In the novel, Polly is a college student who seems on track to marry a lawyer who doesn’t particularly excite her. In a return to her childhood home, however, she starts recalling forgotten events from when she was 11. On the one hand, she recalls the break-up of her needy mother and her irresponsible father. She also remembers magical encounters with Tom Lynn, a man in his twenties.
Tom and Polly’s interactions echo the ballad. They determine to be heroes together, and he gives her childhood fantasy classics, which are designed to function as instructional manuals. (They include Wizard of Oz, Nesbit’s Five Children and It and The Treasure Seekers, The Wolves of Willoughby Chase, Box of Delights, The Lion the Witch and the Wardrobe, and The Sword and the Stone.) She meanwhile gives him the confidence to break free of his ex-wife, who proves to be the queen of the fairies.
The books of fantasy are necessary if she is to escape the conventional romance narrative, to which adolescents are prone. When Polly develops a crush for Tom and fantasizes nursing him back to health after he is wounded, he calls her out for sentimental rubbish.
I won’t go into all the ins and outs of their relationship. I’ll only note that he, an older man, unhealthily relies on a young girl to save him. (Unlike the ballad, however, he does not get her pregnant, nor does he do anything sexually inappropriate.) She, meanwhile, is in danger of becoming like her mother, who is needy and so dependent on men that she drives them away.
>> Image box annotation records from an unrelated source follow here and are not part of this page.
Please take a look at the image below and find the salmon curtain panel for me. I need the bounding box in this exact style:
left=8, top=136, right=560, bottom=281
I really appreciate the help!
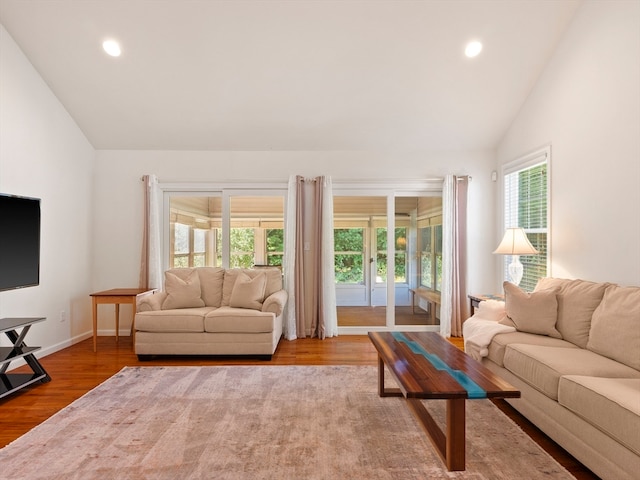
left=139, top=175, right=162, bottom=289
left=440, top=175, right=470, bottom=337
left=284, top=175, right=338, bottom=340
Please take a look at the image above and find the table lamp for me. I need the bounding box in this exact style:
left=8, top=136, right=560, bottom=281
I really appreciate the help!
left=493, top=227, right=538, bottom=285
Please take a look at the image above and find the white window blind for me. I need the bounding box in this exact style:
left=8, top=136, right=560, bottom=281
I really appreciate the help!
left=503, top=148, right=550, bottom=292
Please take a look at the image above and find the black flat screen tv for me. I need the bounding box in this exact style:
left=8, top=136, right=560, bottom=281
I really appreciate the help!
left=0, top=193, right=40, bottom=291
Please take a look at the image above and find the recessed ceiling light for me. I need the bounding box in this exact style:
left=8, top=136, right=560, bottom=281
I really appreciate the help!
left=464, top=40, right=482, bottom=58
left=102, top=40, right=122, bottom=57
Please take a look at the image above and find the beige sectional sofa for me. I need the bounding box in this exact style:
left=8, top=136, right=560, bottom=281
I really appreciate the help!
left=465, top=278, right=640, bottom=480
left=134, top=267, right=287, bottom=359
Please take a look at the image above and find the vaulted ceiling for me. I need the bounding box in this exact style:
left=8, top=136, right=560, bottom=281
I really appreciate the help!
left=0, top=0, right=580, bottom=150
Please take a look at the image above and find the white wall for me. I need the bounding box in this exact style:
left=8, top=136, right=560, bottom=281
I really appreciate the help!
left=0, top=25, right=95, bottom=354
left=496, top=0, right=640, bottom=285
left=93, top=151, right=495, bottom=330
Polly must escape her mother’s pattern if she is to find happiness, which is why Jones changes the end of the ballad. Holding Tom as Janet holds Tam Lin (and as Polly’s mother holds her men) is to lose him. Here are Tam Lin’s instruction to Janet in the ballad:
They’ll turn me in your arms, ladye,
An aske but and a snake;
But hauld me fast, let me na gae,
To be your warldis make.
‘They’ll turn me in your arms, ladye,
But and a deer so wild ;
But hauld me fast, let me na gae,
The father o’ your child.
They’ll shape me in your arms, ladye,
A hot iron at the fire ;
But hauld me fast, let me na go,
To be your heart’s desire.
‘They’ll shape me last in your arms, Janet,
A mother-naked man;
Cast your green mantle over me,
And sae will I be won.’
By contrast, Polly realizes that she must reject Tom. Only in doing so can she break the unhealthy dependency that they have upon each other. (In the process, she also realizes that she must break up with her fiancé.) The book hints but does not ascertain that there will be a later relationship between Polly and Tom. If there is, it will be healthier than the one that was developing.
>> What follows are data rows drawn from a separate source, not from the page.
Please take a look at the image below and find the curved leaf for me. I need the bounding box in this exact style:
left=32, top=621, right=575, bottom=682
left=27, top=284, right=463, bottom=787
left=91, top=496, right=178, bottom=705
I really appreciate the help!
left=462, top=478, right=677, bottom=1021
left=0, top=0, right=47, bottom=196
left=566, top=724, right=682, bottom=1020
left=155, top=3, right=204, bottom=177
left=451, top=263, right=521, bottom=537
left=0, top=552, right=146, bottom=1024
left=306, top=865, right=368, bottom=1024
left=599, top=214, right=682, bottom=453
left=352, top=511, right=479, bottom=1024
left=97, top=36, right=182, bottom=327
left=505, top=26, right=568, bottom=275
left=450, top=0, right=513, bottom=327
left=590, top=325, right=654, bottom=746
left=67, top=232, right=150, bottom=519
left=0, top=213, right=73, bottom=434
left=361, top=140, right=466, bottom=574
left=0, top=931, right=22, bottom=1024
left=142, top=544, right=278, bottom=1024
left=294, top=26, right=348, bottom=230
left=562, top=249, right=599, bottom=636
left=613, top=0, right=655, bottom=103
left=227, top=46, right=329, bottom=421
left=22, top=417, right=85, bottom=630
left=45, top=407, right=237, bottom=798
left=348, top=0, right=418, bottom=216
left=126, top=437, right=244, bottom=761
My students and I talked about how fantasy can both entrap and liberate. On the one hand, Polly risks becoming trapped, like her mother, by conventional fairy tales that promise the arrival of a prince to save the damsel in distress. Fire and Hemlock, therefore, turns to a more egalitarian folk tale for an alternative narrative, although even this one Jones must rewrite to serve her purposes.
We also discussed how fantasy helps us process traumatic childhood events in a safe way. It is significant that fantasy in this case allows Polly to explore a dysfunctional upbringing that she has repressed but that is steering her life towards an unhappy marriage. Fantasy, in other words, allows us to go places we dread to visit.
In doing so, it gives us the tools to save ourselves.